Monday, April 27, 2009

The Soloist. . .


Based on Steve Lopez' book about his relationship with former cello prodigy, Nathaniel Ayers, mentally ill and living in the Dickensian shadow world of Los Angeles' 90,000 homeless, The Soloist,while often moving - and filled with the glorious sounds of great music, comes up short.

What is of particular interest to actors, though, is how Jamie Foxx navigates his way through the tortured mind of a schizophrenic genius. To put it simply, an actor can't play a crazy person. It's impossible - in the same way as playing "God" or "The Devil" is impossible. Nor can you be "in limbo", as many writers suggest - unless you know the color of the rug and where the toilet is. But I digress.
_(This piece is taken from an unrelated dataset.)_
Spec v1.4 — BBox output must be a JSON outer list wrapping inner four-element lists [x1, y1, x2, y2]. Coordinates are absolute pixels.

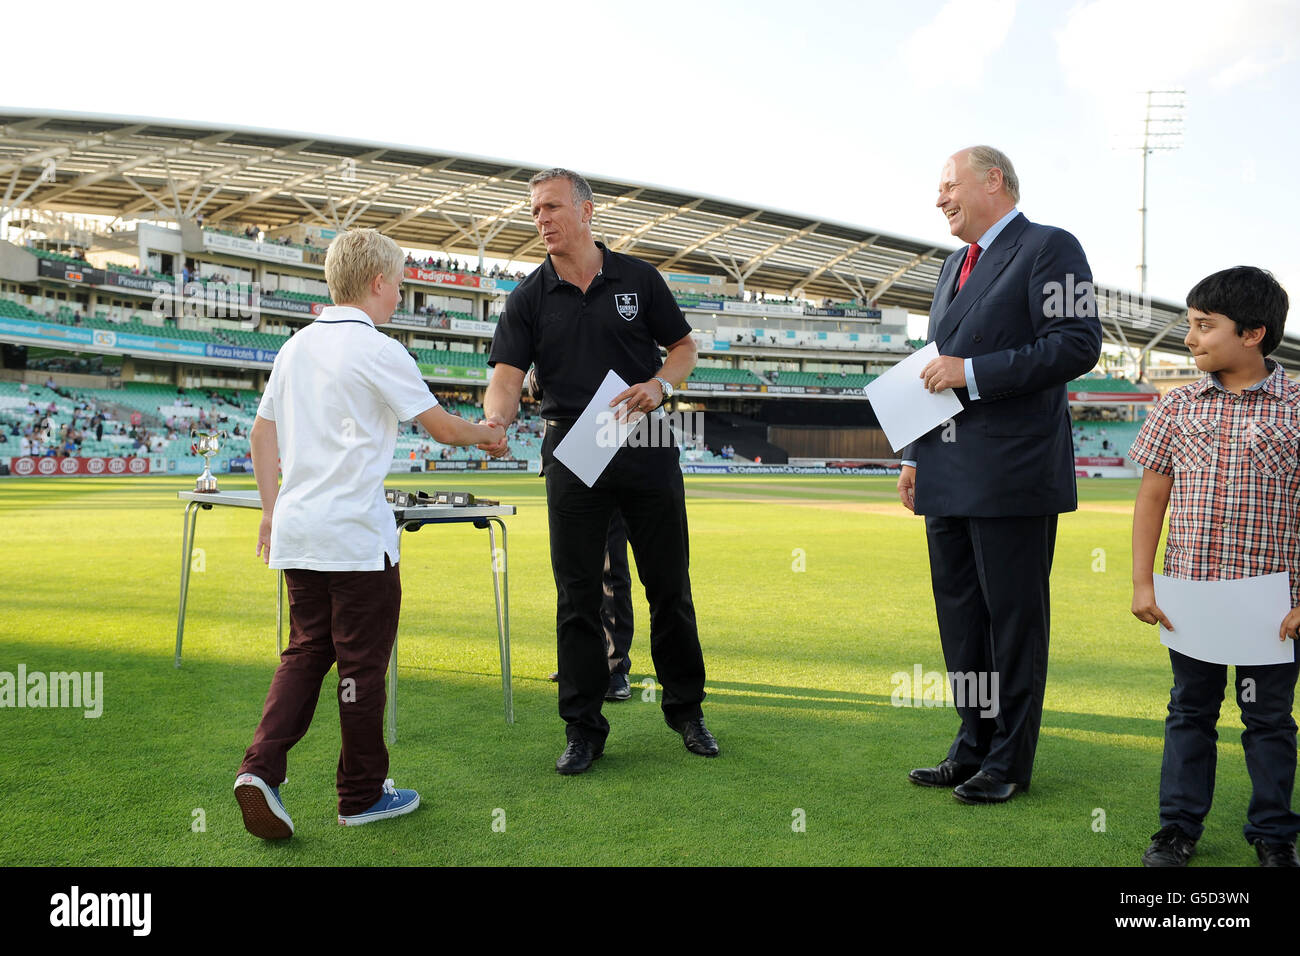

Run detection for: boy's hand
[[1279, 607, 1300, 642], [477, 420, 508, 458], [1131, 583, 1173, 631], [256, 515, 272, 566]]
The clear answer here is that when playing a mentally unbalanced person, as Leonardo DiCaprio did in Gilbert Grape,many years ago and Jamie Foxx does now in The Soloist, is to play each beat, accompanied by the appropriate emotional and physical support, string them together - and let the text create the impression of mental illness. In other words, dear actor, you simply organize the beats as you would with any other character and trust to the text and environment to do the rest of the work for you. The temptation is to generalize, to try and play a concept of crazy. It's a mistake.

Remember Al Pacino in The Devils Advocate or George Burns in Oh, God? These chaps went beat by beat doing horrible things and wonderful things in their respective movies and the circumstances prescribed by the writers and directors of these pictures made Pacino The Devil - and Burns a cigar smoking God with coke bottle eyeglasses. Just play the beats, trust the script to do the rest of the work for you.